Abstract:
Water scarcity and poor irrigation timing continue to constrain vegetable yields in smallholder
farming systems. This study developed a Python based irrigation scheduling tool for six
vegetables at the Busitema Habuleke Irrigation Scheme that integrates GIS, remote sensing
data, and machine learning (ML) soil moisture predictions. The study addressed the challenge
of impractical and costly field-based monitoring for irrigation scheduling and the lack of
packaged, data driven tools for smallholder farmers. The specific objectives were to (1) analyse
spatial and temporal factors influencing root zone volumetric water content (VWC), (2)

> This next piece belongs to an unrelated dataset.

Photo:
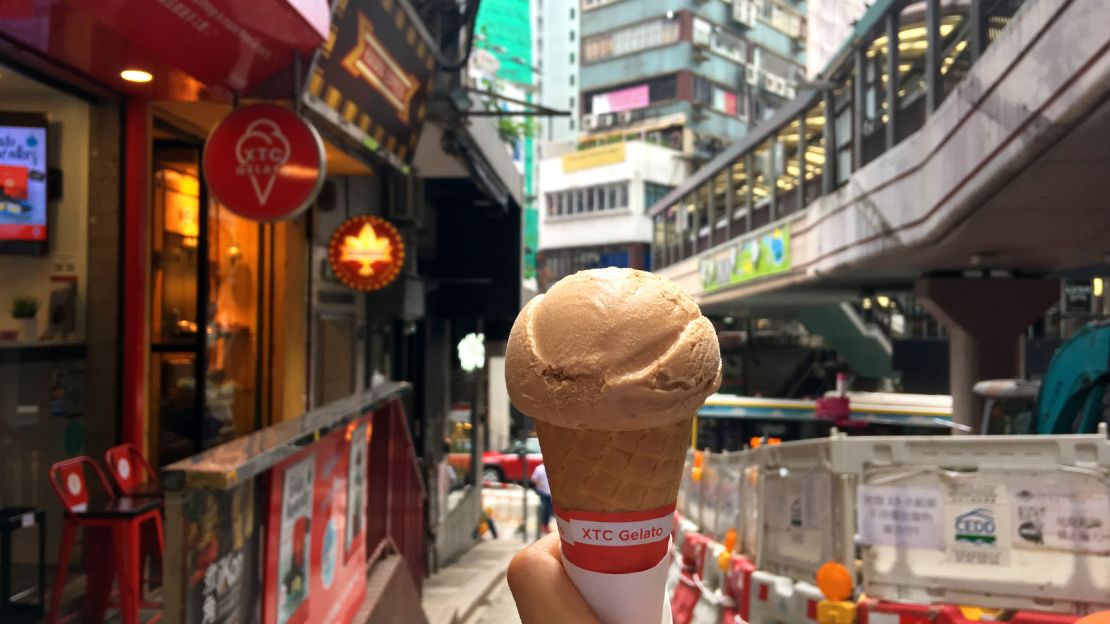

develop and compare ML models for VWC prediction, and (3) implement and validate an
irrigation scheduling tool that generates trigger-based irrigation recommendations. For
Objective 1, spatial and statistical analyses revealed that soil moisture distribution closely
followed rainfall, evapotranspiration, and soil texture patterns. Higher VWC values were
recorded in loam soils, while areas with sandy textures exhibited lower moisture levels. The
mean VWC was 19.34% (SD = 5.86%), and rainfall, field capacity, bulk density, and available
water content (AWC) were all recognised as significant contributors. Multiple regression
explained 88% of the variance in VWC (R² = 0.88), with rainfall (β ≈ 0.305) and AWC (β ≈
0.295) being the best predictors (p < 0.001). Sensitivity analysis showed that a 10% change in
rainfall and AWC caused a 3% and 2.9% change in VWC, respectively. Under Objective 2,
three ML models, Random Forest (RF), Long Short Training Memory (LSTM), and Extreme
Gradient Boosting (xGBoost), were developed and compared using soil, climatic, and
topographic data from 2010 to April 2025. XGBoost exhibited the best performance (NSE =
0.985, RMSE = 0.022, MAE = 0.017), followed by Random Forest (NSE = 0.954) and LSTM
(NSE = 0.873). The superior accuracy of XGBoost was attributed to its strong ability to capture
non linear relationships between soil moisture and environmental variables. For Objective 3,
the validated irrigation scheduling tool produced irrigation recommendations. Seasonal gross
requirements for tomatoes under drip ≈ 420 mm season total; green pepper sprinkler ≈ 540–
560 mm and event-level recommendations of carrots: start irrigation at VWC ≈ 0.22–0.25
m³/m³ with 1.5–4 mm pulses were obtained. The tool schedules exhibited lower variability and
greater alignment with reference evapotranspiration-based methods compared to farmer
practice, leading to measurable improvements in yield consistency. Overall, the integration of
in situ calibration, remote sensing, and ML models provides a practical, site specific tool for
smallholder irrigation management. Future work should focus on adding offline functionality,
expanding farmer trials, and performing uncertainty analysis to enhance operational reliability.
Key words: Vegetable irrigation, Irrigation scheduling, GIS, Remote sensing, Soil moisture
prediction, Machine learning, Smallholder farming.